• Dutch Wadden - strange waters missing 2 times a day

    Wadden Sea in the Netherlands is considered a strange sea when twice a day, the tide recedes and disappears to expose the swamp as vast as the sea and water that never existed here.
    Is it weird? Every time the image of the sea disappears, visitors can explore the Wadden seabed without any diving or protection equipment, even just lightly wearing pants, can barefoot on the mud and visit.
    Located off the coasts of Germany, Denmark and the Netherlands, with a 500km swamp, Wadden is considered the largest swamp in the world and a UNESCO World Heritage Site in 2009.
    The destination not to be missed when visiting the Netherlands is the swamp in the Wadden Sea . Here, visitors can see Baltrum - the smallest of the islands in East Frisia. The islands here have a main face facing the mainland and the coast is a stretch of tidal flats.
    Normally this place will be submerged in seawater, but when the tide recedes, 15km of mud is revealed and the Wadden Sea is considered one of the last intertidal ecosystems in the world.

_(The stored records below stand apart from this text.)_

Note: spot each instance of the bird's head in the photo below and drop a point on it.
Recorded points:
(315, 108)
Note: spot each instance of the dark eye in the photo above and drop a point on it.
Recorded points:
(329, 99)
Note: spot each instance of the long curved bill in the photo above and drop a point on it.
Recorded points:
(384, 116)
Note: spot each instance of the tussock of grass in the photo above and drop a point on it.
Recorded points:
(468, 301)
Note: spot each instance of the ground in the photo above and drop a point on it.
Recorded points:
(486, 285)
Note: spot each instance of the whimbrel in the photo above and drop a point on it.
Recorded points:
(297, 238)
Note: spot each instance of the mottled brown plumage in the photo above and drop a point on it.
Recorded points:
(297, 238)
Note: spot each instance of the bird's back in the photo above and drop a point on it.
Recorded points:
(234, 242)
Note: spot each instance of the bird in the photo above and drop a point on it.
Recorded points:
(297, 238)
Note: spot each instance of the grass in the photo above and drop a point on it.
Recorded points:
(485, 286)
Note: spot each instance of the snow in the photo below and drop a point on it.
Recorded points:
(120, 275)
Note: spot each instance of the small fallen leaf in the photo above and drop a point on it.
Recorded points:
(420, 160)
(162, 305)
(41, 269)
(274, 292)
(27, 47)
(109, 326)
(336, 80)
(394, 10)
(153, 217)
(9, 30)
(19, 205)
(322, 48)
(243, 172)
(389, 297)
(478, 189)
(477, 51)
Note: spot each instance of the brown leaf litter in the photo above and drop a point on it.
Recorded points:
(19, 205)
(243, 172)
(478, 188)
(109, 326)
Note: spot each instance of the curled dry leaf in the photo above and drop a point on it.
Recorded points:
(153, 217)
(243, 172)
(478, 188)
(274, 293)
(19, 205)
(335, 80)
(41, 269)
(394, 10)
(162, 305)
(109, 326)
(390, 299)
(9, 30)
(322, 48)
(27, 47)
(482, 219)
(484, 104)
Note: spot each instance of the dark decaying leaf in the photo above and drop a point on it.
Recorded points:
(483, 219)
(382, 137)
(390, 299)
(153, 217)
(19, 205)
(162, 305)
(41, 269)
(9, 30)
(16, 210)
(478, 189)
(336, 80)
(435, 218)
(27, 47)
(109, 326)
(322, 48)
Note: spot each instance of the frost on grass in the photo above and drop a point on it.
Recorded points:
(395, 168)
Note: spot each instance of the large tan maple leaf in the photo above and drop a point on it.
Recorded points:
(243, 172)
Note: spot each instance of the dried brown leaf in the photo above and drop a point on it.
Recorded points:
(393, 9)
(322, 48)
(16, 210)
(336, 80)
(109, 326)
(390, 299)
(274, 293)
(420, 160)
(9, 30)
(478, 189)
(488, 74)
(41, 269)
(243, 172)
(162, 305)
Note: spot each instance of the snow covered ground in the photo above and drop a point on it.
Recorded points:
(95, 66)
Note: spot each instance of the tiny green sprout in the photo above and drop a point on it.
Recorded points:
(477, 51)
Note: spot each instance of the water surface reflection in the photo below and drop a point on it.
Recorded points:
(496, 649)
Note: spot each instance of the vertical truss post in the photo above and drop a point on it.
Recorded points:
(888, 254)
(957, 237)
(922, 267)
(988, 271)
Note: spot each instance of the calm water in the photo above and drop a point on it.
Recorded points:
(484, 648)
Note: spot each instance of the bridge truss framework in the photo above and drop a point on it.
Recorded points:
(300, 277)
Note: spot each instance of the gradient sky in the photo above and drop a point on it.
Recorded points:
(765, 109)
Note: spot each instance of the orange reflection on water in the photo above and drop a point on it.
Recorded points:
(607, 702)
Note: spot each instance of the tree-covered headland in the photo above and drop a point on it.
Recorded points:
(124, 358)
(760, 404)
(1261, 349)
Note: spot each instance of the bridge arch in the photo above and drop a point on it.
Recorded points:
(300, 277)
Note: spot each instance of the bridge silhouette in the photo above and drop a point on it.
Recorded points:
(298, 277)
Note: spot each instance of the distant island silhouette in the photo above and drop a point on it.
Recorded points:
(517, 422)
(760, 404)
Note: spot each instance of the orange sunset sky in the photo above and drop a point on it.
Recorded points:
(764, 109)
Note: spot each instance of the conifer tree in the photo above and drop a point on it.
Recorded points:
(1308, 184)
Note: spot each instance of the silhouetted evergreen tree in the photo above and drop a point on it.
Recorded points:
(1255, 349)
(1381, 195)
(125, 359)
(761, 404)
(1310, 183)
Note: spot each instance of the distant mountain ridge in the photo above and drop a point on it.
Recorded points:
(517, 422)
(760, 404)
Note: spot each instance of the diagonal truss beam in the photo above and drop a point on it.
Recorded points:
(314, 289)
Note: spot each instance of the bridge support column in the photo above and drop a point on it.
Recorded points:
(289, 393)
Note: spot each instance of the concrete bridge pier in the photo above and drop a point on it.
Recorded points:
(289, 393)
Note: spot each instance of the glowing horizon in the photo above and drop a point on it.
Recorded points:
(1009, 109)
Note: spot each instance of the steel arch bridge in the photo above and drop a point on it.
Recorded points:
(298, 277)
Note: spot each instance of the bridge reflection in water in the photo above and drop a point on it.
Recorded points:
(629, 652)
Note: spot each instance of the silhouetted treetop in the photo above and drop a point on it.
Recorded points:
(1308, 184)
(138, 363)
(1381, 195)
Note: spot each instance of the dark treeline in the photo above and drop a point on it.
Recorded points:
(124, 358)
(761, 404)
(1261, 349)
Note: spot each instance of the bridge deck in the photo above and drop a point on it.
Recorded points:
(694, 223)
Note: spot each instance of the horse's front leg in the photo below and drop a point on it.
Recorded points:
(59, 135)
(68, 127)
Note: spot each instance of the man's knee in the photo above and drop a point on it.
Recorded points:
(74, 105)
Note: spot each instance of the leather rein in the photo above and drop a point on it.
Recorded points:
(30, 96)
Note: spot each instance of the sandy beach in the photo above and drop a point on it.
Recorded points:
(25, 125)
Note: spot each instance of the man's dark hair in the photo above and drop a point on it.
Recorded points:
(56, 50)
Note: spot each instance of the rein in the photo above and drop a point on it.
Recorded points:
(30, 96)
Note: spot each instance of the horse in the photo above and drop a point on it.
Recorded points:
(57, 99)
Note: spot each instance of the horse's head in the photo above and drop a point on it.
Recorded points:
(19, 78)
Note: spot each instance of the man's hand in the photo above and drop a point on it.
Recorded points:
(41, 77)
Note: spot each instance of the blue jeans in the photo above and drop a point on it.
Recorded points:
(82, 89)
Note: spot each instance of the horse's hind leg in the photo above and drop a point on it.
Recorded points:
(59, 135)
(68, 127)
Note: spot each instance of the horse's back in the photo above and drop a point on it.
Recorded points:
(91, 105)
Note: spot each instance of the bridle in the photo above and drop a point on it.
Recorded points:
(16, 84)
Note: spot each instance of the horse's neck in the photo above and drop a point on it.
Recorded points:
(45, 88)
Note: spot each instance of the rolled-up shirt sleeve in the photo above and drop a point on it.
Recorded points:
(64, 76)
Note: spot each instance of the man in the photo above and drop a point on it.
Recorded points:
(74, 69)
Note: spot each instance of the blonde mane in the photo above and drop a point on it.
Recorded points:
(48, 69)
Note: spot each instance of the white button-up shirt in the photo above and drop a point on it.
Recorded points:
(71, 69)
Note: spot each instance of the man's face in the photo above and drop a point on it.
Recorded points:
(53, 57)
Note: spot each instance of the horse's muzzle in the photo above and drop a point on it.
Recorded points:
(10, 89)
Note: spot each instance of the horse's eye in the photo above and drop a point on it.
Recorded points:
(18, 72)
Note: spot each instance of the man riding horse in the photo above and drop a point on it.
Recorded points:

    Interesting experiences at the Dutch Wadden coast


    Barefoot exploring Wadden's bottom

    The first is the experience of walking barefoot on the sea floor, letting the mud cover your toes and naturally massaging your feet while walking at Wadden. Scallops, clams and worms wiggle at their feet, and shrimps, small crabs, snails and starfish are stranded because the seawater recedes lower than their ankles.
    Every year, Wadden attracts 10,000 visitors and walks across the mud to several small islands that rise at low tide. However, if you make the trip to the island without a guide, you should follow the marked directions, because there will be mud pieces that subside anytime.

    Discover the diverse world of biology in the Wadden Sea

     

    Visiting Wadden Beach you will also be delighted to explore this biodiversity. There are more than 10,000 species of plants and animals living together, from microorganisms to fish, birds and mammals. Many fish choose the Wadden Sea as a breeding ground, taking advantage of the shallow mudflats to feed their babies. As they grow and mature they can migrate to the North Sea.
    The Wadden Sea is also rich in food thanks to tides, attracting a large number of birds such as geese, ducks, gulls, terns and seals. 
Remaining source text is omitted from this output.